Some of “the bold speakers,” as the heads of the opposition are frequently designated in the manuscript letters, have now risen into notice. Sir John Eliot, Dr. Turner, Sir Dudley Digges, Mr. Clement Coke, poured themselves forth in a vehement, not to say seditious style, with invectives more daring than had ever before thundered in the House of Commons! The king now told them—“I come to show your errors, and, as I may call it, unparliamentary proceedings of parliament.” The lord keeper then assured them, that “when the irregular humours of some particular persons were settled, the king would hear and answer all just grievances; but the king would have them also to know that he was equally jealous to the contempt of his royal rights, which his majesty would not suffer to be violated by any pretended course of parliamentary liberty. The king considered the parliament as his council; but there was a difference between councilling and controlling, and between liberty and the abuse of liberty.” He finished by noticing their extraordinary proceedings in their impeachment of Buckingham. The king, resuming his speech, remarkably reproached the parliament—

Now that you have all things according to your wishes, and that I am so far engaged that you think there is no retreat, now you begin to set the dice, and make your own game. But I pray you be not deceived; it is not a parliamentary way, nor is it a way to deal with a king. Mr. Clement Coke told you, “It was better to be eaten up by a foreign enemy than to be destroyed at home!” Indeed, I think it more honour for a king to be invaded and almost destroyed by a foreign enemy than to be despised by his own subjects.

The king concluded by asserting his privilege to call or to forbid parliaments.

The style of “the bold speakers” appeared at least as early as in April; I trace their spirit in letters of the times, which furnish facts and expressions that do not appear in our printed documents.

Among the earliest of our patriots, and finally the great victim of his exertions, was Sir John Eliot, vice-admiral of Devonshire. He, in a tone which “rolled back to Jove his own bolts,” and startled even the writer, who was himself biassed to the popular party, “made a resolute, I doubt whether a timely, speech.” He adds Eliot asserted that “They came not thither either to do what the king should command them, nor to abstain when he forbade them; they came to continue constant, and to maintain their privileges. They would not give their posterity a cause to curse them for losing their privileges by restraint, which their forefathers had left them.”[287]

On the 8th of May the impeachment of the duke was opened by Sir Dudley Digges, who compared the duke to a meteor exhaled out of putrid matter. He was followed by Glanville, Selden, and others. On this first day the duke sat out-facing his accusers and out-braving their accusations, which the more highly exasperated the house.[288] On the following day the duke was absent, when the epilogue to this mighty piece was elaborately delivered by Sir John Eliot, with a force of declamation and a boldness of personal allusion which have not been surpassed in the invectives of the modern Junius.

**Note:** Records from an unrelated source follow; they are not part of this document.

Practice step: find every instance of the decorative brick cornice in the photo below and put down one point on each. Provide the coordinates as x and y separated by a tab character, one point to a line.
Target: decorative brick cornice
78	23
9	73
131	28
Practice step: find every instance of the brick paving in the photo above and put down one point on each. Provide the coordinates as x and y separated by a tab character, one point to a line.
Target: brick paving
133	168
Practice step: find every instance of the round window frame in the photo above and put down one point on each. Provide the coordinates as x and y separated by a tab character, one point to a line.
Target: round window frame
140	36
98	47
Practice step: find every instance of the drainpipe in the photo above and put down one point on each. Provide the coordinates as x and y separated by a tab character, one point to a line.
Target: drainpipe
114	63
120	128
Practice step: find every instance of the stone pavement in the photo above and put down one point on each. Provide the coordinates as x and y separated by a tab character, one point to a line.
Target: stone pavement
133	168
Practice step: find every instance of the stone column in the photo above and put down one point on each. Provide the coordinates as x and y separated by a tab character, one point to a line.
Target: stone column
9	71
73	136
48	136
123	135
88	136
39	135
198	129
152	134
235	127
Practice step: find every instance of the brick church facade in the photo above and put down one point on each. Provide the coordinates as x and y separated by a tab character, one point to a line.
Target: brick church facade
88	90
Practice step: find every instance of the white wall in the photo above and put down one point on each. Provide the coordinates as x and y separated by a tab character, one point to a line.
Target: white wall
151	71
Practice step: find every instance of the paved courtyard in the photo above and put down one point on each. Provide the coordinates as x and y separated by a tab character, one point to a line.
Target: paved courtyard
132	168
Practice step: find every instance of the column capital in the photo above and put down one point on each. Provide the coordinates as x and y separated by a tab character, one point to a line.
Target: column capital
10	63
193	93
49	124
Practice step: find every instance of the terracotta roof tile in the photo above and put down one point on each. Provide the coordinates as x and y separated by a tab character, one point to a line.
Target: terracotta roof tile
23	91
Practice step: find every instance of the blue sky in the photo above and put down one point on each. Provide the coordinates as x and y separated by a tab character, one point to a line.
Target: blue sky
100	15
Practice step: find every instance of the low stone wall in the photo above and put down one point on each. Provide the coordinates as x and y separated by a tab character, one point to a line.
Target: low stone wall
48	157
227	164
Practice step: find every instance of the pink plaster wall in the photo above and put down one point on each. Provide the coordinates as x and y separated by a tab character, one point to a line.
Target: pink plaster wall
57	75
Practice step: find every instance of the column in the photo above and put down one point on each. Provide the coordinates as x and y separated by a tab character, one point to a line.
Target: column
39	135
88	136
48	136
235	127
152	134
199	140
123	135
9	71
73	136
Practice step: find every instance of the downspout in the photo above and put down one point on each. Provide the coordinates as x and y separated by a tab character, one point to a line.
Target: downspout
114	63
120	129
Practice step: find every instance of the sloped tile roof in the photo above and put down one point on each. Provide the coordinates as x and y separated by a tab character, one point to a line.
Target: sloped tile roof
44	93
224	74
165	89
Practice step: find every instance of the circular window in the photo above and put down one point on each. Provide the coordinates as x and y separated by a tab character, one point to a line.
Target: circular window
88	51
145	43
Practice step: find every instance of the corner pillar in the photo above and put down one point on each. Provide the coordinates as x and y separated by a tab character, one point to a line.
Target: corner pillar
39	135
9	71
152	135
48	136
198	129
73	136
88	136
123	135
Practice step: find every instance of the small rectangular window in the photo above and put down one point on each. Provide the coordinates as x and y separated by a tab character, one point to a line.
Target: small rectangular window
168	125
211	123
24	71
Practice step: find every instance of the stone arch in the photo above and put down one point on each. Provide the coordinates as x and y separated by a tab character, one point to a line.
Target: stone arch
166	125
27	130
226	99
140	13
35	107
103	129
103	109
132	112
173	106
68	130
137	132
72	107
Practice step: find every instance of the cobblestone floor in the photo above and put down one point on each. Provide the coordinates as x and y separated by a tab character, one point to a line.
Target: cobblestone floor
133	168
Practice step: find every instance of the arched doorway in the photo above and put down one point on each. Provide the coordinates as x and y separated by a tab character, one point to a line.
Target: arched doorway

Eliot, after expatiating on the favourite’s ambition in procuring and getting into his hands the greatest offices of strength and power in the kingdom, and the means by which he had obtained them, drew a picture of “the inward character of the duke’s mind.” The duke’s plurality of offices reminded him “of a chimerical beast called by the ancients Stellionatus, so blurred, so spotted, so full of foul lines that they knew not what to make of it! In setting up himself he hath set upon the kingdom’s revenues, the fountain of supply, and the nerves of the land. He intercepts, consumes, and exhausts the revenues of the crown; and, by emptying the veins the blood should run in, he hath cast the kingdom into a high consumption.” He descends to criminate the duke’s magnificent tastes; he who had something of a congenial nature; for Eliot was a man of fine literature. “Infinite sums of money, and mass of land exceeding the value of money, contributions in parliament have been heaped upon him; and how have they been employed? Upon costly furniture, sumptuous feasting, and magnificent building, the visible evidence of the express exhausting of the state!”

Eliot eloquently closes—

Your lordships have an idea of the man, what he is in himself, what in his affections! You have seen his power, and some, I fear, have felt it. You have known his practice, and have heard the effects. Being such, what is he in reference to king and state; how compatible or incompatible with either? In reference to the king, he must be styled the canker in his treasure; in reference to the state the moth of all goodness. I can hardly find him a parallel; but none were so like him as Sejanus, who is described by Tacitus, Audax; sui obtegens, in alios criminator; juxta adulatio et superbia. Sejanus’s pride was so excessive, as Tacitus saith, that he neglected all councils, mixed his business and service with the prince, seeming to confound their actions, and was often styled Imperatoris laborum socius. Doth not this man the like? Ask England, Scotland, and Ireland—and they will tell you! How lately and how often hath this man commixed his actions in discourses with actions of the king’s! My lords! I have done—you see the man!

The parallel of the duke with Sejanus electrified the house; and, as we shall see, touched Charles on a convulsive nerve.